In the years after the September 11th attacks in America, Muslims have been the subjects of frequent discussions but seldom among the participants. The lack of American Muslim voices in the national discourse makes much of the discussion of the community speculative or worse.
These combined factors work to create a climate in which the majority of Muslims report some level of discrimination—the highest of any major faith group. This survey examines the attitudes of American faith groups on various topics from politics and religion, to violence and identity.
What emerges is the profile of an American Muslim community that is both pious and patriotic, optimistic and weary of discrimination, similar to Jews in its politics, and much like Protestants in its religious practice.
In early 2016, the Institute for Social Policy and Understanding conducted a survey of American Muslims, Jews, Protestants, and Catholics to examine their attitudes on various issues from politics and religion, to violence and identity.

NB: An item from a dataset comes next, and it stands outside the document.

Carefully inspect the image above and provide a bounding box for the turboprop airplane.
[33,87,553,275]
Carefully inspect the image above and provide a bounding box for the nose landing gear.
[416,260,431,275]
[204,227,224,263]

What emerged from the results is a profile of a American Muslim community that is both pious and patriotic, optimistic and weary of discrimination, similar to Jews in its politics, and much like Protestants in its religious practice.
Muslims are ethnically diverse; the majority favor Democrats
Muslims are the youngest and most racially diverse major religious community in America—the only community without a majority race. Within the Muslim population is a nearly equal percentage of four different racial/ethnic subgroups: white, black, Asian, and Arab.
Muslims are also by far the youngest faith community, with 36 percent of the population younger than 35 compared with roughly one-quarter of Protestants, for example.
Muslims: Economy, Islamophobia are top priorities for next President
Muslims, like other American faith groups, see the economy as a top priority for the next president. The most striking difference in priorities is, however, that Muslims are the only faith group to identify bigotry and civil rights as a priority (9 percent).
American Muslim reports more religious discrimination than any other group
More than half of Muslims reported facing some level of discrimination in the past year because of their religion, with 18 percent reporting regular discrimination, the highest of any group.
Those who report regular discrimination were less likely to be optimistic about the country, but more likely to engage in community activities. This suggests that the American Muslim responds to discrimination by becoming more proactive and involved rather than more isolated.
Muslims are equally engaged in community, less politically
Muslims are least likely to be politically engaged. Whereas 85 percent of Muslims who can legally vote say they plan on casting their ballot for the next president, only 60 percent are actually registered compared with at least 86 percent of Jews, Catholics, and Protestants.
This means that a full one-fourth of Muslims who can legally vote and say they plan to vote still have not registered, resulting in the largest gap between the intention to participate and the readiness to do so. Roughly 15 percent of Muslims who are able to vote for the next president say they do not plan to—the largest of any faith group.
Muslims are as likely (statistically) as other religious groups, however, to cooperate with people in their neighborhoods to solve problems. This suggests that those who aim to increase Muslim political engagement would do well to start at the local level.
Mosque attendance is linked to civic engagement, not radicalization
American mosques made headlines when front-runner Republican candidate Donald Trump suggested that they be closed because they allegedly cause radicalization.
We found that frequent mosque attendance has no correlation with attitudes toward violence against civilians, but it is linked with higher levels of civic engagement.
Muslims who regularly attend mosques are more likely to work with their neighbors to solve community problems, be registered to vote, and are more likely to plan to vote.
Stronger Muslim religious identity is linked to stronger American identity
Despite lower political engagement, Muslims have a strong American identity. They are also as likely as other Americans to identify strongly with their faith.
Although a recent poll shows that a slight majority of Americans say they do not believe Islam is compatible with American values, the data paint a different picture.
Muslims who say their faith is important to their identity are more likely to say being American is important to how they think of themselves.
Muslims reject attacks on civilians
Muslims oppose military targeting and killing of civilians more than any other faith group, and are as likely as other faith groups to also oppose the same act of violence carried out by individuals or a small group.
Muslims who attend religious services more frequently or have a stronger religious identity do not differ in their views of civilian casualties by either a military or an individual from those who do not hold strong religious views.